Public servant and mentor
Williams was instrumental in demonstrating the impact that ocean health holds for local communities. In 2010, she was the recipient of the Academic Senate’s Distinguished Scholarly Public Service Award for her longtime efforts to increase protection of coastal waters. She lent her expertise to successful legislation expanding the boundaries of two national marine sanctuaries off Northern California: Gulf of the Farallones and Cordell Bank.
Upon stepping down from her leadership role at Bodega Marine laboratory, she dedicated herself again to teaching as well as developing entry-level curricula for marine biology programs to inspire undergraduate students.
As a mentor, she championed inclusion and diversity in the sciences. “She mentored women scientists around the world, not only graduate students at Davis,” Cherr said. “She came out of an era where women scientists were second-class scientists. She empowered them to be leaders in the field.”
The Consortium for Women in Science at UC Davis honored her as an outstanding mentor in 2009.
Cale Miller, an ecology graduate student at UC Davis, bonded with Williams as a fellow first-generation college student. Her hope and positively for the future of the oceans, and the world, left a lasting impact.

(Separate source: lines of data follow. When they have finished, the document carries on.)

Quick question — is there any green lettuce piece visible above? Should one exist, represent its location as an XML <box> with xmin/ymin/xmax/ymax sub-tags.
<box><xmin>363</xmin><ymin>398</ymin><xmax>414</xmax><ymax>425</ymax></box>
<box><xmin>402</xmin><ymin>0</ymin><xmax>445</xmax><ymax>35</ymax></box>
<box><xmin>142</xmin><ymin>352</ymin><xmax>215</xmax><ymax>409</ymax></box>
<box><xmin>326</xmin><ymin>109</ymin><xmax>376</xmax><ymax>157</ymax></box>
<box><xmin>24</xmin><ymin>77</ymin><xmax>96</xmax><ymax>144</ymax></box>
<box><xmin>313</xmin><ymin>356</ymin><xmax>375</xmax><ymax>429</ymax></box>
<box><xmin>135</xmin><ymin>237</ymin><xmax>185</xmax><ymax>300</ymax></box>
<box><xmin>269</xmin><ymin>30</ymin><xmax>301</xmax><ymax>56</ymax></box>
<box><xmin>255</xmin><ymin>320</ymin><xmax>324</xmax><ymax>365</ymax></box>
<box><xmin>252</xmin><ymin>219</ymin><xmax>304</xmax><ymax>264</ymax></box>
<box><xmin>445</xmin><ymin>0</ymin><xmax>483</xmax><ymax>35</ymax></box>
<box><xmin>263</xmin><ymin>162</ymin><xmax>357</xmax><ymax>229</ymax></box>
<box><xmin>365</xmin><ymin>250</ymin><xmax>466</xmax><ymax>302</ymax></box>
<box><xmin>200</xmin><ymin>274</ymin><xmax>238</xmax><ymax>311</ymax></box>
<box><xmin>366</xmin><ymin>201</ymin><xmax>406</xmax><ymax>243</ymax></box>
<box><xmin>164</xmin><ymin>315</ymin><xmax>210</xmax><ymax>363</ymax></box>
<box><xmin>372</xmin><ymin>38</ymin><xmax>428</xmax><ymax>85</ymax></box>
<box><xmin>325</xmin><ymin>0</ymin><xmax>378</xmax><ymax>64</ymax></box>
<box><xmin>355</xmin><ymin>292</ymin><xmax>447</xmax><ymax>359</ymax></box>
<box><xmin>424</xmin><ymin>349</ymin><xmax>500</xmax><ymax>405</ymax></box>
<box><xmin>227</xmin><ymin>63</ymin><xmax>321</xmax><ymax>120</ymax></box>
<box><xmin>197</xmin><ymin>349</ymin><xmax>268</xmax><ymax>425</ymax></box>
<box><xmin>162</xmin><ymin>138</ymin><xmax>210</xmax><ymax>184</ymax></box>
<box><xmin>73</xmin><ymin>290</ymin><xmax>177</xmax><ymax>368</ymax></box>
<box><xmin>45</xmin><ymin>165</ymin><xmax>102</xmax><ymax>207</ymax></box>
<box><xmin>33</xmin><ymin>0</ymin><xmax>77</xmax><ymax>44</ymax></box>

“She had an ability to not perceive a problem or difficult situation as insurmountable,” Miller said. “Her approach to such things will be a model for how I move forward in my professional and personal life.
A distinguished career
Upon Williams’ arrival at the Bodega Marine Laboratory in 2000, UC Davis issued a news release describing her trajectory in ocean science: “Since earning a doctorate in botany and marine biology at the University of Maryland in 1981, Williams has taught and conducted research at major marine laboratories in Alaska, Hawaii, New England, Texas, Washington, the Caribbean, Japan and California. She has lived aboard research ships, scuba-dived, traveled to 3,000 feet in a submersible vessel and lived and conducted research in an undersea habitat for four weeks.
“Her career has been distinguished. When she earned her master’s degree at the University of Alaska in 1977, faculty members named her the Outstanding Student in Oceanography. At San Diego State in 1993, students named her Outstanding Biology Faculty Member.
“She served that same year on a panel of eminent scientists appointed by the assistant secretary of the Interior, and this year is a fellow in the Aldo Leopold Fellowship in Environmental Leadership.”
She served as president of the Coastal and Estuarine Research Federation from 2009 to 11, and received CERF’s Outstanding Leadership Honor in 2011 and Distinguished Service Award in 2013.